Memories of Memories


Sometimes I wonder if we long for things we are genuinely missing, or if we are really longing for faded sepia-toned memories of what we are missing.

Perception is a funny thing, slippery and mutable. Perception of the past is even more difficult, our wants and desires of the moment coloring our views of the wants and desires of times past. Can we really trust our memories to give us the clearest picture of what was? Is there such a thing as emotional proof?

Psychologists will tell you that people tend to recall the good times in their lives with far greater clarity than the bad times, however the negative impressions of our memories tend to float to the surface more often.

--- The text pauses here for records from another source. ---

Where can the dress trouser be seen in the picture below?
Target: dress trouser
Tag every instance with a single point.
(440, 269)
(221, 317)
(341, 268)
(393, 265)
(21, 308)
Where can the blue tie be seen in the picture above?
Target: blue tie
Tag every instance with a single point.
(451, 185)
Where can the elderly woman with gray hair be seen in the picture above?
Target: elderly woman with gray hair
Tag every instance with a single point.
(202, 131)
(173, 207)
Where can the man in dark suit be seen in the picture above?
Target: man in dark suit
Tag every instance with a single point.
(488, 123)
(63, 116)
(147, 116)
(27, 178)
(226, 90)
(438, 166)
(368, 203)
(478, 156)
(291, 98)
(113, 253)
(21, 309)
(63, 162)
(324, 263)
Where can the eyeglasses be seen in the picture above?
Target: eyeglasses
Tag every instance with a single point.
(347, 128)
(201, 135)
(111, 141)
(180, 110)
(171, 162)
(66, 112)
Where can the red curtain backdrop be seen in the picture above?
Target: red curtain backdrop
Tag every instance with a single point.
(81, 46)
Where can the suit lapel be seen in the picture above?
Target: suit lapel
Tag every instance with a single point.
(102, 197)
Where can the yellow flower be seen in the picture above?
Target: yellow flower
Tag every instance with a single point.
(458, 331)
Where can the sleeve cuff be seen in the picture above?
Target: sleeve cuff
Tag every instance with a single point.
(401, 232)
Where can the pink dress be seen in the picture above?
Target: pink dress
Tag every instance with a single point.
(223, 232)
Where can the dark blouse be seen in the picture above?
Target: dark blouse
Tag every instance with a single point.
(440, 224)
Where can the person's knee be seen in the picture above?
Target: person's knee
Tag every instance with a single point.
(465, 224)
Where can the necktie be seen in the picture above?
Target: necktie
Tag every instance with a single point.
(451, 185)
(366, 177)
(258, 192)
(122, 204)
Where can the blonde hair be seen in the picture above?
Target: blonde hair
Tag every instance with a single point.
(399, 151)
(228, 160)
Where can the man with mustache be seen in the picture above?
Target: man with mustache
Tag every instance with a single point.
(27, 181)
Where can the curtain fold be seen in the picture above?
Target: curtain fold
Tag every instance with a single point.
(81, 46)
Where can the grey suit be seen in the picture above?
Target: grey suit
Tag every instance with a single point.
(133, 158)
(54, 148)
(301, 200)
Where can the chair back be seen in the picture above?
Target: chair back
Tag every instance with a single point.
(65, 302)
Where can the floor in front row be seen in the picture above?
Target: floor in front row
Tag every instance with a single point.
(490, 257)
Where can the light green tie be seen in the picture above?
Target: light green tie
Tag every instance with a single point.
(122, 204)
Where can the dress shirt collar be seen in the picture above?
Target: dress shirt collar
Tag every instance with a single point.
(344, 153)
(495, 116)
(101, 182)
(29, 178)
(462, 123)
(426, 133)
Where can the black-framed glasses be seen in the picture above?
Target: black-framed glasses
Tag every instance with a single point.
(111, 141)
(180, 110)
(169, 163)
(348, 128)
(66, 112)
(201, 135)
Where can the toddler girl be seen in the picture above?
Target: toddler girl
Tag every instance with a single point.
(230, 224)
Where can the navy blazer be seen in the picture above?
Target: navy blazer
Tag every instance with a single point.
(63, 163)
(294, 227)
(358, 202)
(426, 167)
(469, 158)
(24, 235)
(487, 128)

So what does that say about how we feel about the loves in our lives that are no more? Or is hanging on worth it, can Love capital L find a way?


MEMORIES OF MEMORIES


Your touch encapsulates me
like climbing vines on melancholy walls.

I cannot seem to recall your face,
but I see your smile in every window,
your eyes in every star.

Like perfume on a flower,
I am bound by memory
to you.
How did your lips feel on mine?
In what way did your voice
caress my ears, enflame my heart?

I am much like the statues in the park,
sightless, deaf, immobile.
Come and touch me,
breathe life into my form once more.
Thoughts of you fall to my soul
as dew to the pasture.
It was through nights such as this
that I held you in my arms.
They are all nights like this.

It is on nights like this,
memories of you
grip my heart with chilled, shadow-fingers.
My despair rides the wind
in hopes of touching your ears,
so that you may find me
while I still love.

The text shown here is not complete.